As many of you know, my family is in the process of moving to the mission field in Nicaragua. This means that a disproportionally large part of our life is currently spent cleaning and packing our house. Now, we’ve moved several times in our lives, but this move is different. Instead of getting a moving truck to lug all of our possessions to our new home we get a whopping eight suitcases (friends in Nicaragua saying the success rate on shipping packages is about 33%). While we will have a storage unit in the US anything we put into storage will not likely be used in four years, making the test for storing something “will we actually want this in four years?” The sum of all this is that A LOT of stuff is making its way to Mount Mahaska (for the uninitiated, that’s the local landfill). As I load things into garbage bags I think of the money some of these items originally cost. In the case of old TVs and computers we are talking about things that once cost hundreds of dollars simply being discarded. Things that at one point in life where a “must have” will soon find their home in a garbage heap. This experience has really forced me to reflect on the question: what really matters in the long run?
That question really begs another question: what is it that should really matter in our lives? Paul addresses this very question in his letter to the Philippians.
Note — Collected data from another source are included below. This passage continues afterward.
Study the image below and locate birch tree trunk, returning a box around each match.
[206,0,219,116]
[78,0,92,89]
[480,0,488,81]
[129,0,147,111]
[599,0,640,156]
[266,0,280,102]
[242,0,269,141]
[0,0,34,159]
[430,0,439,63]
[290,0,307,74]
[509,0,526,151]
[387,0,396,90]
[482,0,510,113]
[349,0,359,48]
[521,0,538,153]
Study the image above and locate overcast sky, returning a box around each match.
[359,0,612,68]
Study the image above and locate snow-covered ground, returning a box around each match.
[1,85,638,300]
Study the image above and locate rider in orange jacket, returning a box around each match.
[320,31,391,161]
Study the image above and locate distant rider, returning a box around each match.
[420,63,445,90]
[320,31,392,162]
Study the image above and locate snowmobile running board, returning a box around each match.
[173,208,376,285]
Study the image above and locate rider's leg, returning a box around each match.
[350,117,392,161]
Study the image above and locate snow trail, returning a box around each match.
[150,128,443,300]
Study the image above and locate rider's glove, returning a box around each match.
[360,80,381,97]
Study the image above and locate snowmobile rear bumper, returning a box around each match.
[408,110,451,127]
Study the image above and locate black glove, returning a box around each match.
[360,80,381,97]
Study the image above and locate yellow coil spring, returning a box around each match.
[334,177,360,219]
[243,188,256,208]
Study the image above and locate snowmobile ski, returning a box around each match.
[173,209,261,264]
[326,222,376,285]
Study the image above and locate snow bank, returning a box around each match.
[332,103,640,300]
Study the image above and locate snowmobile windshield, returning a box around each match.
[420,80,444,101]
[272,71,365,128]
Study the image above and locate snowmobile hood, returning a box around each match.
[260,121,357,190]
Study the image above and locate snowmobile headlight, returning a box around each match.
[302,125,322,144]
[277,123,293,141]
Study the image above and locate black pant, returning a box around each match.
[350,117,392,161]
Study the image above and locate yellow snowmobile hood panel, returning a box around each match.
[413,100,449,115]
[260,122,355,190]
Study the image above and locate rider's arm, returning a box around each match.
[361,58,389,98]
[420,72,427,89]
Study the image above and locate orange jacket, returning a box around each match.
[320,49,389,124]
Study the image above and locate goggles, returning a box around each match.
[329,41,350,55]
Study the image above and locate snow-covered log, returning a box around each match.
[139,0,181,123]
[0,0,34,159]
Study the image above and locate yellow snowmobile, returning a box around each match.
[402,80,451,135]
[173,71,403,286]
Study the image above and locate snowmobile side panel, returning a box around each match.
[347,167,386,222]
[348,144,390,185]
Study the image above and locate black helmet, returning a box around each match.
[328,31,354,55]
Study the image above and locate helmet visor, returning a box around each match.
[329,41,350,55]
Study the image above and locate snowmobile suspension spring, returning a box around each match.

For I want you to understand what really matters, so that you may live pure and blameless lives until the day of Christ’s return. May you always be filled with the fruit of your salvation—the righteous character produced in your life by Jesus Christ—for this will bring much glory and praise to God. Philippians 1:10-11
As I’ve reflected on that question I’ve come to the conclusion that I’ve spent way too much time, money, and energy in life on things that really do not matter. I’ve spent way more money on stuff then I needed too, and significantly less on blessing others. I’ve spent way too much time trying to impress others or make myself feel good, instead of spending time glorifying God and investing in others. What Paul is telling us is what REALLY matters in life is understanding that we are saved by God’s grace and living our lives in light of that salvation. That means we should be seeking to make an impact on the world around us for God, speaking his gospel, love, and service to those around us.
While you may not be moving this week, I’d really encourage you to take stock of yourself. Are you spending too much time, money, and energy on things that are truly not important? Do you need to invest more for God and his glory?